Novel The Vegetarian yang ditulisnya juga mendapat penghargaan Internastonal Man Booker untuk karya fiksi pada 2016, berkisah tentang keputusan seorang perempuan untuk berhenti makan daging.
Dinukil dari The Conversation, The Vegetarian menceritakan perempuan bernama Yeong-hye yang kerap mendapatkan perlakuan kasar mulai dari suami, keluarga, serta lingkungan tempat tinggalnya yang masih menganut budaya patriarki di Negeri Ginseng.
Ia menggambarkan, meski Korea termasuk negara maju secara ekonomi, tapi masih dibayangi diskriminasi dan kekerasan terhadap perempuan.
Dalam novel Human Acts, Han Kang menelusuri luka mendalam yang ditinggalkan Tragedi Gwangju tahun 1980, ketika militer menindas protes mahasiswa dengan kekerasan brutal.
Novel yang ditulisnya ini merupakan buah dari kenangan masa kecil saat ia menemukan buku foto pembantaian. Di dalamnya, tertuang kekejaman dan keberanian manusia dalam menghadapi pihak penguasa yang kejam.

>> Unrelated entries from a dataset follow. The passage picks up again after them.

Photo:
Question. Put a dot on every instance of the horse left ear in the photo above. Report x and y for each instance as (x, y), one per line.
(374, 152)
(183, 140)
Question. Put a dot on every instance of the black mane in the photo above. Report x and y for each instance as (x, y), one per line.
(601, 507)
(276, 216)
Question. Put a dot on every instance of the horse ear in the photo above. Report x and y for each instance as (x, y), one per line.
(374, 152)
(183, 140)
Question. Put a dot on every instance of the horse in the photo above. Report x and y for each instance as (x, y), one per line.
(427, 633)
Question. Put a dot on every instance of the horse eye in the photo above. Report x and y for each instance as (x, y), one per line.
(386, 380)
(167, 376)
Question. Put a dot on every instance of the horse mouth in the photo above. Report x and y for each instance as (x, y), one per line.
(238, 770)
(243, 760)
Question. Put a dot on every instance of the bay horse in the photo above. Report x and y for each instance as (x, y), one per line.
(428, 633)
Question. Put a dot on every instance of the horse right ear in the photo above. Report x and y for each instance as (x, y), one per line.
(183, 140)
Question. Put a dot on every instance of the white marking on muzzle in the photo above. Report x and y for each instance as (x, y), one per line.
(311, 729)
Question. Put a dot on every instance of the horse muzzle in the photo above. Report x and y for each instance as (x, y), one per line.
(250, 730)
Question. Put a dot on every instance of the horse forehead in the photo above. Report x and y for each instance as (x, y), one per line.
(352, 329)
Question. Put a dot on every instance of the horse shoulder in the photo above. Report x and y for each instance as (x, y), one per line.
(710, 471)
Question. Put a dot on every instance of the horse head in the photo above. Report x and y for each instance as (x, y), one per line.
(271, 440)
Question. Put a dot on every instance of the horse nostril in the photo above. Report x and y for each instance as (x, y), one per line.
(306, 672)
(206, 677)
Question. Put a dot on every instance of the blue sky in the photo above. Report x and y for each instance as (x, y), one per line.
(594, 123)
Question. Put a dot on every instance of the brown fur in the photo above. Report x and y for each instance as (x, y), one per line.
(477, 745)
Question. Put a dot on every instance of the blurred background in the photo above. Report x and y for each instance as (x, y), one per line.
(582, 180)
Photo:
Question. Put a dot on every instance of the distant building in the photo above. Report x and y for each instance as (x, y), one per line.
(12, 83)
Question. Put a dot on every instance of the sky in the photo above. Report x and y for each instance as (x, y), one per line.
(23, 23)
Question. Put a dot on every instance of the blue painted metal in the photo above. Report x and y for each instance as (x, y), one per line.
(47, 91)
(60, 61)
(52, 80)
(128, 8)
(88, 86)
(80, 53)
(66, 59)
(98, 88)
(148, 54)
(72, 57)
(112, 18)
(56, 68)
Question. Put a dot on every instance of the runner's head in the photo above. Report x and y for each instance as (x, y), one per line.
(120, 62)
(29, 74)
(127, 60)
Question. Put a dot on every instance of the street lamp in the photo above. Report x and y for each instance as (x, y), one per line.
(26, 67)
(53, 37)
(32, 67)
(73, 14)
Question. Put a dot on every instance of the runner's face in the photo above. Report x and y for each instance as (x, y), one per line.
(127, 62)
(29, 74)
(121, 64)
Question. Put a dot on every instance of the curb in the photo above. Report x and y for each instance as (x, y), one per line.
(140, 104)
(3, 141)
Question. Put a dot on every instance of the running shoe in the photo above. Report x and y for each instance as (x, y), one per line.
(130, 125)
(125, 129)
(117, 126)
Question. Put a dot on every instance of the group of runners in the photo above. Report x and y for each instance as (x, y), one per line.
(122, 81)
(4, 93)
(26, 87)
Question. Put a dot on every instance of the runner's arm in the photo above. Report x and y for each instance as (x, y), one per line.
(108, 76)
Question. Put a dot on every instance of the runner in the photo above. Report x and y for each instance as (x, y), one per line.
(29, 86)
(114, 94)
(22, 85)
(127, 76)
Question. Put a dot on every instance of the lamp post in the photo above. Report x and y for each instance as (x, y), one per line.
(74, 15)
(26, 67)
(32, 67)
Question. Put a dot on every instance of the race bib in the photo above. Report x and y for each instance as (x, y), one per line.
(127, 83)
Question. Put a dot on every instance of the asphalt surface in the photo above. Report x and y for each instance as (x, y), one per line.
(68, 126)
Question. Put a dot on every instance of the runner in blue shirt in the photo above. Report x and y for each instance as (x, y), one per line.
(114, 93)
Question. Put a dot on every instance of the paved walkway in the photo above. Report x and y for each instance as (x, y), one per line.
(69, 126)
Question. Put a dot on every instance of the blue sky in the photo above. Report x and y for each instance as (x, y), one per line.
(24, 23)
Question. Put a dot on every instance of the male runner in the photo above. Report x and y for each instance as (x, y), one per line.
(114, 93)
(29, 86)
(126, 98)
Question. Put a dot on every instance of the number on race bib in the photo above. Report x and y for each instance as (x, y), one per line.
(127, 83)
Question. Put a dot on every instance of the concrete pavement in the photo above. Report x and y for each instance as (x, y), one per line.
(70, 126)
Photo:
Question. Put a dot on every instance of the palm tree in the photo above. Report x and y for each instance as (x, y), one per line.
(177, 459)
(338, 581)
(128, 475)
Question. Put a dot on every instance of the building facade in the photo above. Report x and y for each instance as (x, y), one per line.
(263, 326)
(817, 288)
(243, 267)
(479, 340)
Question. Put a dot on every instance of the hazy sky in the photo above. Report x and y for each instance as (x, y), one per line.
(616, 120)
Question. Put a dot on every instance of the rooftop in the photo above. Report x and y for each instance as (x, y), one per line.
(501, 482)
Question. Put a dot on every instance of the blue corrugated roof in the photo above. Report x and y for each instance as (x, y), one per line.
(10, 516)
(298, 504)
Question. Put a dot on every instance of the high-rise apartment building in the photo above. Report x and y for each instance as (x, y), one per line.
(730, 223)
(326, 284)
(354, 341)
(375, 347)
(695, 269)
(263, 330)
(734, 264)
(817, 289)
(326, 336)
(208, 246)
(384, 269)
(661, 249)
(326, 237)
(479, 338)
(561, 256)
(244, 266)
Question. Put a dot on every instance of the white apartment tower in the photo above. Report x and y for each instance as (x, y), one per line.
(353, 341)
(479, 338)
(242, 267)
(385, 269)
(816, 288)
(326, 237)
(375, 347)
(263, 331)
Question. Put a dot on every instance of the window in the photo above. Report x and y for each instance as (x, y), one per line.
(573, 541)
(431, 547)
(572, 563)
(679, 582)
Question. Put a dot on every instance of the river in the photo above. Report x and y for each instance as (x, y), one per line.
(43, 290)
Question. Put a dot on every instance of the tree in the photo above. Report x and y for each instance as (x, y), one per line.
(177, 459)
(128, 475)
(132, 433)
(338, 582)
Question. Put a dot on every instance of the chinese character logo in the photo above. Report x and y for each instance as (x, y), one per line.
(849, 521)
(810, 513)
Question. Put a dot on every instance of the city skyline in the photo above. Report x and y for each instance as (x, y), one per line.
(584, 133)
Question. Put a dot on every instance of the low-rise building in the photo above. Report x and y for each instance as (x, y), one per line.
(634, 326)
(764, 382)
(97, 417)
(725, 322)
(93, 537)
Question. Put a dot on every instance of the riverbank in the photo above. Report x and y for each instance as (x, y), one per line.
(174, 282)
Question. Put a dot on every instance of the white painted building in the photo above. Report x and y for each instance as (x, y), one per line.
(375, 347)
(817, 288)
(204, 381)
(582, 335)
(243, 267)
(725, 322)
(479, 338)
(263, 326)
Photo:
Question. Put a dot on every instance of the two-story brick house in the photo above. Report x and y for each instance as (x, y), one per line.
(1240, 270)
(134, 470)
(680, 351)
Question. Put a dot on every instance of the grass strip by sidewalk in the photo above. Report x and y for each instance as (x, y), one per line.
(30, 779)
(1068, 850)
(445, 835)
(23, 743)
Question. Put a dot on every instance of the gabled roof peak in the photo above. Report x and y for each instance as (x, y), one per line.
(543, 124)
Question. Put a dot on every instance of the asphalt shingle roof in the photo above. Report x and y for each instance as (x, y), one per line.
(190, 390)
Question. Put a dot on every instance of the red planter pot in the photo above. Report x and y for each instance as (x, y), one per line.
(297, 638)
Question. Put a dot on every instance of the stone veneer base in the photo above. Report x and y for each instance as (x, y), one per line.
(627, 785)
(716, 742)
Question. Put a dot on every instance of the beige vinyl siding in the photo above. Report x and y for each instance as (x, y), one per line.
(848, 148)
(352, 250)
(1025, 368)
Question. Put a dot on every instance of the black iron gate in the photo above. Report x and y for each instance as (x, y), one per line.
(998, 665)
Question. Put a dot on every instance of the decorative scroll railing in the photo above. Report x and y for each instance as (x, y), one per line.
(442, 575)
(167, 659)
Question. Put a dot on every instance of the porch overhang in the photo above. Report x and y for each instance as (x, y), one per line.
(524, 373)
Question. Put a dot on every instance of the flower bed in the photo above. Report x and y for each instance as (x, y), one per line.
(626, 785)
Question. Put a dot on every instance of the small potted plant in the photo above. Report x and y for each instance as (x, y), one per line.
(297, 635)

Isi ceritanya menampilkan penderitaan dan ingatan para korban dari berbagai sudut pandang, bukan hanya tentang kematian, tetapi juga tentang bagaimana manusia bertahan setelahnya.
Empat dekade kemudian, gema Gwangju masih terasa, baik dalam politik Korea maupun dalam hati mereka yang menolak lupa.
Novel lainnya berjudul We Do Not Part, Han Kang menuliskan tentang kisah masa kini dan masa lalu di Pulau Jeju, tempat yang menyimpan luka pemberontakan dan pembantaian besar pada akhir 1940-an.
Melalui tokoh Kyungha, seorang penulis yang datang untuk merawat burung milik sahabatnya, Han membuka kembali sejarah kelam ketika puluhan ribu warga Jeju dibunuh karena dituduh bersekongkol dengan pihak komunis.
Namun, di balik kekerasan dan kehilangan, novel ini tetap memancarkan cahaya kemanusiaan.
Seperti dalam karya-karya sebelumnya, Han menemukan harapan dalam tindakan kecil: kasih sayang, kenangan, dan keinginan untuk tetap hidup meski dunia terasa rapuh dan penuh luka.
Bukan sekadar bercerita, tulisan Han Kang yang ada di novel-novelnya mengajak orang-orang untuk merasakan dan mengingat kembali sisi-sisi tersembunyi dari kehidupan manusia.
Han Kang memiliki kesadaran unik akan hubungan antara tubuh dan jiwa, yang hidup dan yang mati. Dengan gaya puitis dan eksperimentalnya, ia telah menjadi inovator dalam prosa kontemporer.